Joe Jankoski of Hunter-Douglas Window Fashions in Upper Saddle River, N.J., will show examples of how window coverings have changed and show some of the new operating systems that are now available.
Tamsen Salvador of Pacific Northwest Canned Pears located in Yakima, Wash., will demonstrate some after-school snack recipes and shares ways to entice kids to learn to prepare their own snacks.
Information on cake decorating, making dolls and basket-weaving techniques on walls will be the featured topics on “Creative Living” at 9:30 p.m. Tuesday, and noon Thursday.

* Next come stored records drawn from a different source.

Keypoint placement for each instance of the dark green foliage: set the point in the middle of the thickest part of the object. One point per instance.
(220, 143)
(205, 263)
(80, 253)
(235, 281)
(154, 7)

Nancy Siler of Wilton Enterprises will talk about the differences in buttercream and royal icing, and then shows how to decorate a meadow cake using both products. She’s from Woodridge, Ill.
Denise White, owner of The Cat’s Pyjamas in Scottsboro, Ala., will show how to make some unusual dolls, including a rag doll and a cat doll.
Barbara Wurden is a creative artist who will show how to do a basket-weaving technique on walls using a semi-gloss enamel paint. She’ll also show how to make your own combing tool. Her company is called Faux Fun in Long Beach, Calif.
Chocolate Chip Pear Bars
• 1/2 cup butter or margarine, softened
• 1 cup packed brown sugar
• 1 16-ounce can pear halves or slices, drained
• 4 large egg whites
• 3 teaspoons vanilla extract
• 2 cups quick-cooking rolled oats
• 1 1/2 cups all-purpose flour
• 1/2 teaspoon baking soda
• 1/4 teaspoon salt
• 2/3 cup semi-sweet chocolate chips
Preheat oven to 350 degree F. In medium bowl, cream together butter or margarine and brown sugar until light and fluffy. Blend in egg whites, vanilla, and pears. In separate bowl, combine oats, flour, baking soda and salt. Stir dry ingredients into pear mixture; mix well. Stir in chocolate chips. Spread batter into greased 13-by-9-by-2-inch baking pan. Bake for 25 to 30 minutes, or until golden brown on top. Cool on rack, and cut into 24 squares. Makes 24 bars.